There are two notable benefits of taking a break in a relationship:
1. You will be able to distance your identity from your partner and focus more on yourself
2. You will also be able to zoom out to see the bigger picture and how your relationship fits into it
Some relationships run into issues when one partner attaches themselves to the other and becomes co-dependent. They forget who they were before the relationship. Now their only identity is their partner and they can’t imagine doing anything without them. Taking a break would allow this partner to extract their identity from the other and realize who they are again. This would possibly make them recognize they don’t need the other person, but rather they want them in their life. Or that they don’t want the other person in their life at all.

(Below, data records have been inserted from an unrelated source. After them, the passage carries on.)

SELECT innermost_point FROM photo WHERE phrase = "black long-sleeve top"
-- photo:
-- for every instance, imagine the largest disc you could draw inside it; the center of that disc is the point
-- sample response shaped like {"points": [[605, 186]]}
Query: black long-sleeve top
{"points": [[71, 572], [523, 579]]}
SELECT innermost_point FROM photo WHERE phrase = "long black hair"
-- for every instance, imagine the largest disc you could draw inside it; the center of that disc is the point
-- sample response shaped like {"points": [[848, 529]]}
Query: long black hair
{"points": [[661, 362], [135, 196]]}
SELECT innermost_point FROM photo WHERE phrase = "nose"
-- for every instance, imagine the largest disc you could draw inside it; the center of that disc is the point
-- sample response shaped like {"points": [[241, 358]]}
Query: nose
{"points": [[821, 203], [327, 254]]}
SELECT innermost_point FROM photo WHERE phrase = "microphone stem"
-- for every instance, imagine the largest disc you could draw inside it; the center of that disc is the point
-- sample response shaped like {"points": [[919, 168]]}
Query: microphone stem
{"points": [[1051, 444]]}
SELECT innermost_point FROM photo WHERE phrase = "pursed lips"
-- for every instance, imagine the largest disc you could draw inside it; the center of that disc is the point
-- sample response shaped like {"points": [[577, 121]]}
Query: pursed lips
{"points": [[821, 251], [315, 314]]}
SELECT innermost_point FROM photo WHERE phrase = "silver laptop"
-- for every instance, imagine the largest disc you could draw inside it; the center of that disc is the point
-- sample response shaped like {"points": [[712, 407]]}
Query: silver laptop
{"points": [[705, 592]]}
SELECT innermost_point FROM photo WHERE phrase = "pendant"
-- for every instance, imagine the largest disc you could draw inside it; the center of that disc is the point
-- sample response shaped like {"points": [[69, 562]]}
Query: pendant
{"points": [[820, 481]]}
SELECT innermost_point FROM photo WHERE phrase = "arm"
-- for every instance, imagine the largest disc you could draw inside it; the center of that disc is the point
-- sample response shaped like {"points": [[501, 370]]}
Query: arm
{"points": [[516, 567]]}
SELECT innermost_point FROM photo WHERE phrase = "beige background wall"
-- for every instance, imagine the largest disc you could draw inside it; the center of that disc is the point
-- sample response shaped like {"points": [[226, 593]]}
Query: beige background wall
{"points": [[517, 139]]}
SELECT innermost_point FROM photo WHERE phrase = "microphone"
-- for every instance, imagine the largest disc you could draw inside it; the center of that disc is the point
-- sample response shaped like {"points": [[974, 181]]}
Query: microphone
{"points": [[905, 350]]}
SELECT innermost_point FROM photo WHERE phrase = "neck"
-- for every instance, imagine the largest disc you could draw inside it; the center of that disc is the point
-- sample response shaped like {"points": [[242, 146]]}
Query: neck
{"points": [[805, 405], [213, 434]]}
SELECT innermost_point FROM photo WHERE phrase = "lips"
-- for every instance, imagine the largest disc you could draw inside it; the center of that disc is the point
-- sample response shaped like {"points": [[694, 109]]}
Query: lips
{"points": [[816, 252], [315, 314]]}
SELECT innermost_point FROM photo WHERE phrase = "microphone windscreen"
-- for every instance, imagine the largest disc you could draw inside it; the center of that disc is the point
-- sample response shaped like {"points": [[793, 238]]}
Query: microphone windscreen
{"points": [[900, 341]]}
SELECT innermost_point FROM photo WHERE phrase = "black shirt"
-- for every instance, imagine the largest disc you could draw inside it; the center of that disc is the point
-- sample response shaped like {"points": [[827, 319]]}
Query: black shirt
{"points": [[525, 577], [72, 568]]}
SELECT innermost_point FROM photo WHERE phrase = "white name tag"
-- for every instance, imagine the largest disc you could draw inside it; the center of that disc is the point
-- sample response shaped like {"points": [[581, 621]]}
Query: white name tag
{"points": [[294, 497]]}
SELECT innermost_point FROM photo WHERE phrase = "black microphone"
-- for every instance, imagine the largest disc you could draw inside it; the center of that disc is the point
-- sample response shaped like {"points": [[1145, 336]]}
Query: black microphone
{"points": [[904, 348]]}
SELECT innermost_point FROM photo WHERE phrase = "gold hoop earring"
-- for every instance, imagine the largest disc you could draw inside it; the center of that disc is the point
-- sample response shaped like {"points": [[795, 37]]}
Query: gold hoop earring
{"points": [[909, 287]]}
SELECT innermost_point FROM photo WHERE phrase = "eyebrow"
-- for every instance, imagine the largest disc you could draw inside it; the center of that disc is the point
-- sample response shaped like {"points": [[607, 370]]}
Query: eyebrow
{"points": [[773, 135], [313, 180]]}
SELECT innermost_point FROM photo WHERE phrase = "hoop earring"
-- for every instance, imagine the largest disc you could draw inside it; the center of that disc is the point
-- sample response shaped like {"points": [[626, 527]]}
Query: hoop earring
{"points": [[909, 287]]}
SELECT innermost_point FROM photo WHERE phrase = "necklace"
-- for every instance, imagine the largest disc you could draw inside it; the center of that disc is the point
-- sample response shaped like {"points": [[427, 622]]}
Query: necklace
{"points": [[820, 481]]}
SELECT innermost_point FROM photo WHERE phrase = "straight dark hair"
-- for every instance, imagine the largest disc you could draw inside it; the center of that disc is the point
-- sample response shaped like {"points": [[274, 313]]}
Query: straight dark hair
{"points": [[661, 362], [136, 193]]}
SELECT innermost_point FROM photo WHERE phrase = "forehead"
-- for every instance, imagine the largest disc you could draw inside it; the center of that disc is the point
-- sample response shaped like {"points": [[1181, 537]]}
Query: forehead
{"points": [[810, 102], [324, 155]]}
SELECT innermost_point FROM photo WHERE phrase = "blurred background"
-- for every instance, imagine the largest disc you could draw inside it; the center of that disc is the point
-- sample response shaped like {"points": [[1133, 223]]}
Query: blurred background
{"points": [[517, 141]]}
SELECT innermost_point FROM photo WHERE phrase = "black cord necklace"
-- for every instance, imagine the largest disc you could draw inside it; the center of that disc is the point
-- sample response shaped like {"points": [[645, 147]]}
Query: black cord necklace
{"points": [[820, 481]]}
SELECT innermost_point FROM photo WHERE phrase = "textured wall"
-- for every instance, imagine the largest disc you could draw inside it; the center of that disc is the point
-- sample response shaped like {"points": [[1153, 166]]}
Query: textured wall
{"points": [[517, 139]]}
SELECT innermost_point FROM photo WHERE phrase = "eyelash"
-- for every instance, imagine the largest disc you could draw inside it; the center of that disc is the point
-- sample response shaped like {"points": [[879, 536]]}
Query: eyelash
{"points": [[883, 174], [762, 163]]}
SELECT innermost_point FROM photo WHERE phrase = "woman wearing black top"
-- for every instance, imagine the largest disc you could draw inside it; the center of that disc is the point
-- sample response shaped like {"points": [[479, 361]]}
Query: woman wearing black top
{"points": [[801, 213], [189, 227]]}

Other relationships run into issues when the two partners seem to fight over a myriad of little things repeatedly. It seems like you’re always telling them to do this, to not do that, why did you do this instead of that, etc. These little things were never an issue in the beginning but now they have caused a massive rift. Taking a break would allow you both to step back and have time to analyze why you were really getting into these disagreements over and over again.
In My Experience:
I had slowly become clingy and co-dependent on my boyfriend to the point that if he did something without me I would feel left out. Every time he chose something over seeing me I took it personally. I can’t count the number of times I cried over my boyfriend hanging out with someone who wasn’t me. By taking our time apart I realized I had changed so much from the start of our relationship because of how insecure I was at the time.
Being apart for several weeks made me realize I had completely lost track of who I was. Before him, I had been independent, done everything alone, clingy people pissed me off, and I smiled all the time. Somewhere over the course of our relationship, I became the complete opposite.
It had happened so slowly I forgot who I used to be and had taken on this new persona. Being alone for two months allowed me to get back to my roots and be happy again. And made me realize why I had become a different person: I was trying so hard to be happy in a relationship with someone who just didn’t mesh with me. I never would have realized that without our break. Without the break, I believe we would have crashed and burned.
What if we break up?
Taking a break from your partner may lead you to realize they are no longer the right person for you. And there is absolutely nothing wrong with that. People grow and not always in the same direction.
At the end of the break, you’ll have a stronger relationship with yourself whether you get back with your partner or not. And if you and your partner decide not to get back together, then you’re already on like step three of getting over a breakup.
During the break you would have already gone through the anger you felt toward your partner and the sadness you would feel from being away from your partner for so long.
Related: How to Finally Get Over that Boy
If you’ve already been on a break for two months and then you decide to break up, you’ll no longer miss them as much as you would if you were always together and then randomly broke up. You’ll already be used to being apart and have learned how to be happy alone.
In My Experience:
In the end, my boyfriend and I decided to break things off. But because of the two-month break we had taken, the break-up didn’t hit me hard at all.
I had spent the first two or three weeks of our break crying and being angry at him. Just as if we had broken up. So over the next five to six weeks, I had moved from sad and angry to accepting and calm. I had basically gone through every stage of grief and was already “over” him by the time we actually ended things.
So while our break did make us break things off, it also made it less painless to end things.
My hope is that after reading this you no longer think breaks are such a scary thing. Yes, they can cause major upsets to your life, but no matter what there is always a good outcome: you learn that you can be happy alone.
What are your opinions on taking breaks in a relationship?